The  Birds
2016

MSP Film Society Minneapolis, MN

with

Dr. F. Keith Barker

Associate Professor, Department of Ecology, Evolution and Behavior, University of Minnesota; Curator of Genetic Resources, Bell Museum of Natural History

The Birds— Bird Brains

Have you ever wondered what a bird is thinking? It might be a whole lot more than you'd expect. Evolutionary biologist Dr. Keith Barker led a discussion on new discoveries that suggest our feathered friends are far more intelligent than we ever thought before. Part of the 2016 National Evening of Science on Screen.

MSP Film Society Minneapolis, MN

Film Synopsis

A wealthy San Francisco socialite pursues a potential boyfriend to a small Northern California town that slowly takes a turn for the bizarre when birds of all kinds suddenly begin to attack people there in increasing numbers and with increasing viciousness.

Alfred Hitchcock's 1963 classic, about frenzied feathered flocks that terrorize a quiet community, is one of the Master of Suspense's most anxiety-inducing films. After chic socialite Melanie Daniels (Tippi Hedren) meets handsome lawyer Mitch Brenner (Rod Taylor) in a San Francisco bird shop, she pursues him to the small California coastal town of Bodega Bay, where he spends weekends with his possessive mother (Jessica Tandy) and younger sister. Shortly after she arrives, a seagull swoops down and pecks her on the forehead.

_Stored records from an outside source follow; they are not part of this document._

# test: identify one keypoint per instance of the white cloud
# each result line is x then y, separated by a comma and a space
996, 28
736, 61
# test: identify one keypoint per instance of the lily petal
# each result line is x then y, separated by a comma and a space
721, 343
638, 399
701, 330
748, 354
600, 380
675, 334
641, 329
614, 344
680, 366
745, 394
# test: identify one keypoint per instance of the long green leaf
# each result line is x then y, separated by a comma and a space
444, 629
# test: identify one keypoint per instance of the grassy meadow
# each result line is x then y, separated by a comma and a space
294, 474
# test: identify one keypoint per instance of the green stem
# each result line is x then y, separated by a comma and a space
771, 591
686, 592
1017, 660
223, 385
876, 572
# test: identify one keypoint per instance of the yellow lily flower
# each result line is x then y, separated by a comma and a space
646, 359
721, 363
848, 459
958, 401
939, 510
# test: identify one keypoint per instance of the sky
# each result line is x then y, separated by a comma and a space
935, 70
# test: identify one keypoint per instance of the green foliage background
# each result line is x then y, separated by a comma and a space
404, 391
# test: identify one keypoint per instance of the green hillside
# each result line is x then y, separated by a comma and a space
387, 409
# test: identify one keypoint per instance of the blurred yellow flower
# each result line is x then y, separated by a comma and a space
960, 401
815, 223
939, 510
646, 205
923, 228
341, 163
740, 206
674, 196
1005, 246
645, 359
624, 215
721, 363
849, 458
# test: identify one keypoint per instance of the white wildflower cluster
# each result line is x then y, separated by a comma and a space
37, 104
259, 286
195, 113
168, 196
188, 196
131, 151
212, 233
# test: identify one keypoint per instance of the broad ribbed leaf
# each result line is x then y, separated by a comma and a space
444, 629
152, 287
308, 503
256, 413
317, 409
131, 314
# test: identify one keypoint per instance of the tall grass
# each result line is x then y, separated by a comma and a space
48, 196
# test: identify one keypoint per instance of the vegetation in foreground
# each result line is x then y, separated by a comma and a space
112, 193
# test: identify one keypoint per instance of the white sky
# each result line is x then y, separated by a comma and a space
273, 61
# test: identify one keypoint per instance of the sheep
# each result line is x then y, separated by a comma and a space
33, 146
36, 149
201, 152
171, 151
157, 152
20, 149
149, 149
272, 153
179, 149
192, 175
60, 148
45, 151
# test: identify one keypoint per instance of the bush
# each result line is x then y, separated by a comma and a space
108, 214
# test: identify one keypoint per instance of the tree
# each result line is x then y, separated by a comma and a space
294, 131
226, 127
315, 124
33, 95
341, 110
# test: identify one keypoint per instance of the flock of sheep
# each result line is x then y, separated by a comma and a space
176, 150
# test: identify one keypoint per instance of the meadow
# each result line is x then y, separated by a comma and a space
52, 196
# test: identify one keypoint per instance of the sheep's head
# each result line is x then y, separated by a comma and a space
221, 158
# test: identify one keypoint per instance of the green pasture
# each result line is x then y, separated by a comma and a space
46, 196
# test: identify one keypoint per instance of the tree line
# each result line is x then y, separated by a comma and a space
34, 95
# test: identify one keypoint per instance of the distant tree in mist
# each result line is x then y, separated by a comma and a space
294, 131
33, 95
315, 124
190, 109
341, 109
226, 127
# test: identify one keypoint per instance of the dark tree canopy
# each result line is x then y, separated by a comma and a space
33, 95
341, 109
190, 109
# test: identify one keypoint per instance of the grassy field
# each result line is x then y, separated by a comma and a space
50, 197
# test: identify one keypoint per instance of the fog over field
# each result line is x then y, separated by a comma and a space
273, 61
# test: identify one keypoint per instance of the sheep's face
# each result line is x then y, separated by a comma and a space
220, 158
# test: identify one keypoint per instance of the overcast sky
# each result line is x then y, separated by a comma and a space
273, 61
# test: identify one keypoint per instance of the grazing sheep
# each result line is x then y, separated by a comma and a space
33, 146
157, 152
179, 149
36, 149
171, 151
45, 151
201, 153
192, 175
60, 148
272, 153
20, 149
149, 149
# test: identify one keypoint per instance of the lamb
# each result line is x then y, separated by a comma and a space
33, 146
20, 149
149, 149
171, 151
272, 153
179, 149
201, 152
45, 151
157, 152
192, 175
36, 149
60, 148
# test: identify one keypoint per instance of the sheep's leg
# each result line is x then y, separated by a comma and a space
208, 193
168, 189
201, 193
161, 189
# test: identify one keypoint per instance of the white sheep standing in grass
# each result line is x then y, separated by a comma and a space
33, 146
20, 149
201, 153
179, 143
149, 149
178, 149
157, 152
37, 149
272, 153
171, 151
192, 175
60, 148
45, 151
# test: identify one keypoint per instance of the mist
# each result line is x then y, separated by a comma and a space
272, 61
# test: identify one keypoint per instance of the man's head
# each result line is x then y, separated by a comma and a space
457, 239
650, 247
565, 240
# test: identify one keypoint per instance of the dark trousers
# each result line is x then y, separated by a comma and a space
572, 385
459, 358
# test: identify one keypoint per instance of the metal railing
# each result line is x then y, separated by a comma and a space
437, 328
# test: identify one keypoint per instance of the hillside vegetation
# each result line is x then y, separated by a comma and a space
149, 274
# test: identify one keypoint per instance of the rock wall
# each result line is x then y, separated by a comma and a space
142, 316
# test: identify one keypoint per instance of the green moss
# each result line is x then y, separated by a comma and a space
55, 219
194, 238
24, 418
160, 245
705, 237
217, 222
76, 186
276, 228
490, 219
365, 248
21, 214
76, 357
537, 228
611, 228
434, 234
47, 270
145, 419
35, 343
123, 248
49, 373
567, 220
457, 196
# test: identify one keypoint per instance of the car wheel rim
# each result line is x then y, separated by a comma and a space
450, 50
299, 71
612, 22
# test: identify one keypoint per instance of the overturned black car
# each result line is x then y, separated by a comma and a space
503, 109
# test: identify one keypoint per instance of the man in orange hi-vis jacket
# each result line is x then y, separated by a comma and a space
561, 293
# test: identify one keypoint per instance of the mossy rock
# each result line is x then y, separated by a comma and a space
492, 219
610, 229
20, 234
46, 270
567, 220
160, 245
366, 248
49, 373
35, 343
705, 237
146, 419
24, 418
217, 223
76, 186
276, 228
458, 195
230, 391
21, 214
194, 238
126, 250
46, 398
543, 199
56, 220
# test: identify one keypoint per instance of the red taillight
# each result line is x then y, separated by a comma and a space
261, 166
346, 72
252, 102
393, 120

Gradually, ordinary birds in the hundreds and then thousands alight on the town and start attacking everyone and everything with increasing aggression.



About the Speaker

Dr. F. Keith Barker received his PhD in evolutionary biology in 1999 from the University of Chicago. Subsequently he was a Chapman Postdoctoral Fellow at the American Museum of Natural History in New York, and then a postdoctoral researcher at the University of Minnesota, where he is now an associate professor in the Department of Ecology, Evolution and Behavior at the University of Minnesota, and Curator of Genetic Resources at the Bell Museum of Natural History. His research is focused on the phylogeny and diversification of passerine birds.